As many of you know, Kelsey has a lot of experience in the wedding industry dating back to her days working for Marriott doing events. She has been doing this long enough that she and I have regular conversations about the wedding world. I have talked with her daily about her business because not only is it part of our livelihood, but it’s something that gives her joy, and if you don’t know it yet, that’s one of a handful of keys to your marriage. It is a little thing, but those are the things that mean the most.
While the event industry isn’t exactly my area of expertise, I have been married, I have attended many weddings(and do I have some tea to share) and I married a very great wedding planner, so I know enough to be dangerous when it comes to the how to budget for your wedding. Per Goldman Sachs, 60% of couples will underestimate the budget they need to throw their perfect wedding. With that in mind lets dive into some budget pitfalls and how to avoid them.
#1 Start with a Good Baseline Budget
So as I mentioned earlier, about 60% of couples will under budget the cost of their wedding and according to the same data by Goldman Sachs, the average wedding is just over 33K, and this number continues to increase year after year. Maybe this has to do with the ornate lifestyles of those on Pinterest, Instagram and TikTok, or it could be the economy as a whole and the desire to pay at least 15$/hour to employees (especially with the national push to move in that direction) but don’t be surprised to spend at least 40K to have your big day in major metro area. Work up or down from there.

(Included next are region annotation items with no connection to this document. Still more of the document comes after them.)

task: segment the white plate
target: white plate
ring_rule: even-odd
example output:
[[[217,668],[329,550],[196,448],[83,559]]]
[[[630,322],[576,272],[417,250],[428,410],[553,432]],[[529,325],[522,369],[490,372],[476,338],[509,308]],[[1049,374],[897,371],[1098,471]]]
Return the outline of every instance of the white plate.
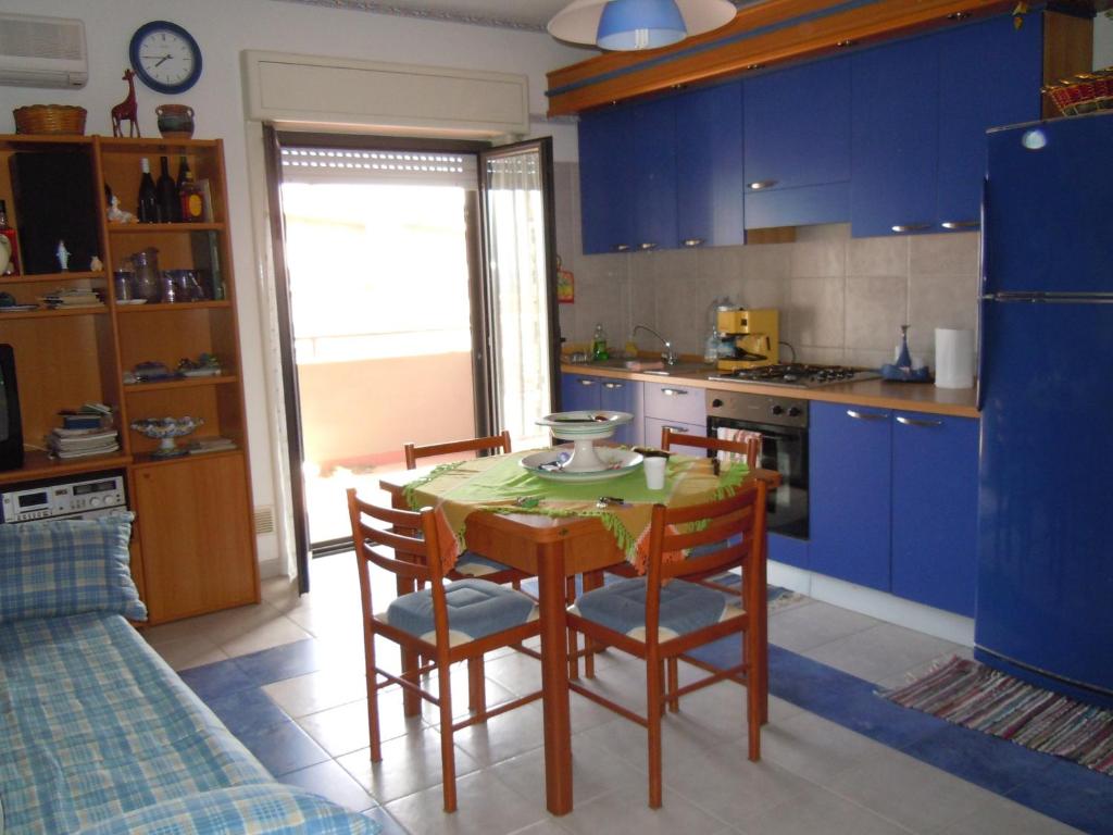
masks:
[[[599,419],[599,420],[597,420]],[[580,412],[553,412],[534,423],[549,426],[553,435],[568,441],[602,440],[614,434],[614,430],[633,420],[629,412],[610,412],[603,409]]]
[[[567,456],[570,453],[571,450],[568,449],[541,450],[540,452],[531,452],[529,455],[523,458],[520,463],[539,479],[548,479],[549,481],[589,482],[610,481],[611,479],[626,475],[628,472],[633,472],[641,466],[641,462],[643,460],[640,452],[620,450],[617,446],[597,446],[595,454],[609,465],[607,470],[567,472],[564,470],[550,470],[544,468],[545,464],[559,461],[561,455]]]

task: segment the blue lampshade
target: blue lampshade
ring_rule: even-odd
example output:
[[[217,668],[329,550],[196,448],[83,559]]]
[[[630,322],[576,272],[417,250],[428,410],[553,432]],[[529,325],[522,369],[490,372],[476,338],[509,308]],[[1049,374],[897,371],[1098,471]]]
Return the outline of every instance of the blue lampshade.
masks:
[[[687,35],[674,0],[611,0],[599,18],[595,42],[602,49],[654,49]]]

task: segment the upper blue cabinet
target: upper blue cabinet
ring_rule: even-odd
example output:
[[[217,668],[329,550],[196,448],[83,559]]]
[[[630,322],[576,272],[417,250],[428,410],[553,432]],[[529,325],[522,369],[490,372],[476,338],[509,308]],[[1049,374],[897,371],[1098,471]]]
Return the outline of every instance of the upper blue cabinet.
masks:
[[[745,243],[742,85],[678,96],[677,237],[673,246]]]
[[[629,107],[580,116],[580,210],[589,255],[633,246],[632,140]]]
[[[1040,118],[1042,45],[1032,14],[854,56],[856,237],[977,228],[985,131]]]
[[[850,61],[836,58],[745,84],[746,227],[850,216]]]
[[[634,248],[677,246],[677,108],[659,99],[630,109]]]

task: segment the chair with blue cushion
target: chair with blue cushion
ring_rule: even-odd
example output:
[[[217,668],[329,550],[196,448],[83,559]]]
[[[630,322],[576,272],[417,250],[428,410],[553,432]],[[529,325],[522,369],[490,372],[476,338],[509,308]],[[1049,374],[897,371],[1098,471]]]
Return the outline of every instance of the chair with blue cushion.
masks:
[[[440,709],[441,767],[444,811],[456,809],[453,734],[486,721],[492,716],[521,707],[541,696],[531,692],[495,707],[486,706],[483,688],[483,656],[495,649],[520,645],[540,632],[535,602],[520,591],[480,578],[446,581],[433,511],[421,512],[382,508],[362,501],[354,489],[347,491],[352,539],[359,569],[363,602],[364,655],[367,674],[367,723],[371,759],[383,758],[378,733],[378,691],[398,685],[403,710],[416,716],[424,699]],[[400,531],[418,531],[421,537]],[[376,612],[372,601],[372,566],[424,588],[395,598],[385,612]],[[393,675],[375,662],[375,638],[383,636],[402,648],[402,674]],[[425,659],[422,664],[421,659]],[[450,668],[467,662],[472,715],[454,721]],[[437,692],[421,686],[426,674],[436,674]]]
[[[585,639],[646,661],[644,716],[583,684],[573,681],[569,686],[647,728],[652,808],[661,805],[662,714],[666,706],[678,710],[684,694],[725,679],[743,685],[749,758],[760,758],[768,668],[765,540],[766,483],[761,480],[705,504],[657,504],[650,527],[648,573],[587,591],[569,608],[570,628]],[[707,582],[736,568],[754,581],[735,587],[729,595]],[[742,638],[741,664],[718,669],[691,656],[695,648],[728,635]],[[710,675],[680,687],[677,659]]]

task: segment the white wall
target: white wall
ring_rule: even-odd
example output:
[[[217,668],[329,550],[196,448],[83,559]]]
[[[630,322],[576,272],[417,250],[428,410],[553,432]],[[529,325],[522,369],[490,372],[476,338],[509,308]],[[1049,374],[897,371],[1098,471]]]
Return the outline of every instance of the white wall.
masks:
[[[275,469],[264,373],[265,316],[260,312],[259,271],[254,265],[252,205],[248,196],[246,131],[239,53],[245,49],[427,63],[441,67],[521,72],[530,79],[534,135],[552,135],[558,159],[575,159],[574,125],[545,125],[545,72],[581,60],[584,52],[563,47],[543,33],[516,32],[460,23],[422,21],[385,14],[302,6],[273,0],[0,0],[0,10],[79,18],[85,21],[89,50],[89,84],[81,90],[0,87],[0,132],[14,131],[11,110],[22,105],[80,105],[89,111],[88,134],[111,135],[109,111],[127,87],[120,80],[128,66],[132,32],[149,20],[170,20],[189,30],[204,56],[197,86],[179,97],[156,94],[137,82],[139,124],[144,136],[158,136],[155,107],[167,101],[190,105],[198,138],[225,141],[230,202],[238,315],[244,352],[244,385],[248,403],[252,479],[257,505],[274,504]],[[275,558],[274,538],[260,540],[260,559]]]

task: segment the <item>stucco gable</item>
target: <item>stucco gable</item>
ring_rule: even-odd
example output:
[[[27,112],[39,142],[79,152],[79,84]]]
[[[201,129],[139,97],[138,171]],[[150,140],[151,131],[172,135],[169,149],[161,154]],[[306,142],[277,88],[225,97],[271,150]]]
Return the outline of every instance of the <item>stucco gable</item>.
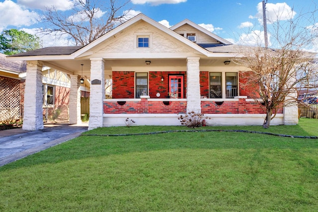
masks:
[[[175,35],[179,36],[177,34]],[[149,36],[150,47],[138,48],[138,36]],[[181,39],[183,38],[180,37]],[[196,52],[195,50],[175,37],[144,21],[132,26],[124,33],[118,32],[110,38],[100,44],[99,48],[94,51],[93,55],[100,55],[108,53],[155,54]],[[196,54],[200,53],[197,52]]]

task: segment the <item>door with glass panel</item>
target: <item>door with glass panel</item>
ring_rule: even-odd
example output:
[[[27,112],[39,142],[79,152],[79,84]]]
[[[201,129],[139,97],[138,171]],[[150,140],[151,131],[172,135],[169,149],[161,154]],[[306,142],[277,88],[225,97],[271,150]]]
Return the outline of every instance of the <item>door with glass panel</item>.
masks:
[[[227,86],[227,98],[234,98],[238,95],[238,73],[225,73]]]
[[[222,73],[210,73],[210,98],[222,98]]]
[[[136,73],[136,98],[148,95],[148,73]]]
[[[169,76],[169,94],[170,98],[183,98],[183,76]]]

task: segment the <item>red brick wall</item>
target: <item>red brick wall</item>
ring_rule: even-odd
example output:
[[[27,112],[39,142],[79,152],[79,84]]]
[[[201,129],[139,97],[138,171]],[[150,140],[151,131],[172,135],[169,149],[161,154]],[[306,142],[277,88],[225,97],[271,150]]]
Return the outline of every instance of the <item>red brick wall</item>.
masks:
[[[251,73],[248,72],[239,72],[239,95],[247,96],[248,98],[259,98],[259,95],[256,92],[257,89],[259,89],[259,87],[256,83],[251,84],[250,83],[247,82],[247,77]]]
[[[220,105],[218,104],[219,103]],[[215,102],[203,101],[201,103],[201,112],[203,114],[259,114],[266,113],[265,107],[254,101],[246,101],[245,99],[239,99],[238,101]],[[280,108],[278,114],[283,113],[283,109]]]
[[[169,103],[166,105],[164,103]],[[203,101],[201,102],[201,111],[203,114],[264,114],[264,107],[256,102],[246,102],[245,99],[236,101],[221,102]],[[126,101],[120,105],[116,101],[104,102],[104,113],[105,114],[176,114],[186,111],[186,101],[154,101],[142,99],[141,101]],[[263,110],[264,109],[264,110]],[[277,113],[282,113],[282,108]]]
[[[84,91],[83,90],[80,91],[80,97],[89,97],[90,93],[88,91]]]
[[[68,105],[70,102],[71,88],[59,86],[55,86],[55,104]]]
[[[200,92],[201,96],[209,98],[209,71],[200,72]]]
[[[149,95],[151,98],[166,98],[168,96],[168,75],[183,75],[184,92],[183,98],[186,97],[187,75],[185,71],[150,71],[149,72]],[[161,77],[163,77],[163,81]],[[160,96],[156,96],[157,93],[160,93]]]
[[[113,98],[134,98],[135,72],[113,71]]]
[[[127,101],[123,105],[117,102],[104,102],[104,113],[105,114],[176,114],[186,111],[186,101],[171,101],[168,105],[162,101],[149,101],[147,99],[141,101]]]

#2 Estimate Percentages and Be Realistic
Certain areas are going to be the driving the cost of your wedding. Things like your venue and food packages will likely each account for nearly a third of your total event cost. If the average wedding has 167 people(as per Brides.com), expect to spend about $90 per person on food and drink, or 15K. This breaks down to about $30 a person on food, $45 on drinks(if you haven’t by now, you are going to discover how much your friends drink when its an open bar), and $15 in the way of a mandatory gratuity/service charge. Venues generally charge at least 10K for Saturdays, but that doesn’t mean you cant do a Friday or Sunday wedding (just prepare for many upset people who would prefer not to have the weddings on these days).

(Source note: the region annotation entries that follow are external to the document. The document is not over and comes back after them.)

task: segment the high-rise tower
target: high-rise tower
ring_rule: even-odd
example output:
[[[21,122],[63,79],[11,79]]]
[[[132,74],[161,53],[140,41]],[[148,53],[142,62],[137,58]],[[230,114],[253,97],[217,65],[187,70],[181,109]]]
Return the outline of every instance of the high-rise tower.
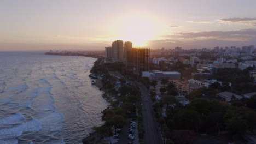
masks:
[[[124,42],[118,40],[112,43],[113,59],[122,61],[124,57]]]

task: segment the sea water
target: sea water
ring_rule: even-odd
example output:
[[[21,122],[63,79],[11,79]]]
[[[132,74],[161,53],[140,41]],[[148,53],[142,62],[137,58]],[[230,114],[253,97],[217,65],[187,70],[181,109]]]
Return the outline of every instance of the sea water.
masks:
[[[0,52],[0,143],[82,143],[108,103],[91,84],[96,58]]]

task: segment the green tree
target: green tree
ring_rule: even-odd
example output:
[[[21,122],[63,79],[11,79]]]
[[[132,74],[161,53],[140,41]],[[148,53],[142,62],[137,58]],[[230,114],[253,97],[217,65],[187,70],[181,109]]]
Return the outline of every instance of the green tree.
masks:
[[[168,82],[169,81],[166,79],[162,79],[161,80],[161,84],[163,85],[164,87],[165,87],[165,85],[167,84]]]
[[[168,109],[168,106],[170,104],[173,104],[178,103],[178,100],[173,95],[163,95],[161,101],[166,104],[166,110]]]
[[[121,83],[122,83],[123,84],[125,83],[125,82],[126,82],[126,81],[125,81],[125,80],[124,79],[119,79],[119,81],[121,82]]]
[[[207,115],[209,112],[209,102],[202,99],[195,99],[188,104],[188,107],[200,114]]]
[[[246,106],[248,107],[256,110],[256,95],[248,99],[246,101]]]
[[[161,92],[161,94],[162,94],[164,92],[166,92],[166,89],[164,87],[161,87],[159,91]]]
[[[150,86],[154,87],[154,89],[155,89],[155,86],[158,85],[158,81],[156,80],[153,80],[150,82]]]
[[[228,133],[233,137],[241,137],[247,129],[246,122],[241,117],[232,117],[226,122]]]
[[[176,125],[179,129],[198,131],[201,121],[199,113],[194,110],[183,110],[174,116]]]
[[[121,115],[115,115],[110,119],[111,123],[115,125],[122,125],[124,122],[124,117]]]
[[[158,119],[158,122],[160,124],[160,125],[162,125],[165,123],[165,121],[163,117],[161,117]]]
[[[177,94],[177,89],[175,86],[172,82],[169,82],[167,87],[166,87],[167,94],[170,95],[176,95]]]

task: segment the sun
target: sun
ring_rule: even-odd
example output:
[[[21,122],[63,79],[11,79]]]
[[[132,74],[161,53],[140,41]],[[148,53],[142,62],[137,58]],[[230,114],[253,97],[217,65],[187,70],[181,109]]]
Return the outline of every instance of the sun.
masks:
[[[156,22],[148,16],[133,15],[124,19],[122,23],[121,38],[132,41],[135,47],[146,46],[147,41],[156,37],[159,32]]]

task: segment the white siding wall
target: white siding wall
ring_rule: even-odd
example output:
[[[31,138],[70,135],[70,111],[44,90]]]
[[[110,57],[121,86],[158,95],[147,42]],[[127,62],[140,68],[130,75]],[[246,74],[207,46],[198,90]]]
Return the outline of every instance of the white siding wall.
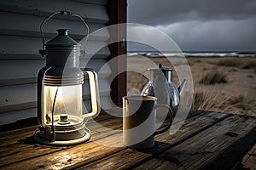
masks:
[[[67,10],[84,17],[90,31],[104,27],[108,22],[107,0],[8,0],[0,2],[0,125],[37,116],[37,76],[45,65],[39,26],[51,14]],[[84,37],[83,23],[73,17],[57,16],[45,24],[46,39],[56,35],[56,29],[67,28],[69,36],[77,41]],[[99,71],[110,55],[108,31],[90,37],[88,53],[94,54],[87,67]],[[47,41],[46,41],[47,42]],[[97,47],[106,46],[100,51]],[[88,59],[80,60],[84,67]],[[102,108],[111,107],[108,65],[99,75]],[[90,105],[88,83],[84,85],[84,99]]]

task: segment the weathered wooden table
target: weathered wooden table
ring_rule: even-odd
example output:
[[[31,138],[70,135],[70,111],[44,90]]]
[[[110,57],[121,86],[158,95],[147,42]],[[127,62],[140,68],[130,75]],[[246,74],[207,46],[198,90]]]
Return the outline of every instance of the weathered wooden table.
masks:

#3 Prioritize which things you and your Partner Value Most
I learned from a manager early in my sales career “Communication cures all ills”, and it turns out this is true in relationships as well. Talking to your partner on what their wedding priorities are can save you both a lot of headaches later. If you are going to try to save money, start by looking at the big ticket items mentioned above. Do you have a big backyard for a backyard wedding? Are you willing to consider a cash bar? Do you guys have family willing to help buy supplies like candles which can rent for a fortune? Are you both really into large floral arrangements or do you prefer smaller table arrangements? Talking about these things together and with a talented planner like everyone on her team(I know that’s a plug just go with it), can save you trouble later on.
Now all of the above this doesn’t mean you wedding will cost you that much, it could certainly cost more or less depending on the market, but ultimately if you start from the right place, it makes budgeting a lot easier. In later parts of this guest column(assuming I don’t get put in the doghouse for writing all of this), I will go into detail on little things you can do to save money without losing the vision of your day, but for now look at my adorable daughter, take a deep breath, and talk to your partner about this column.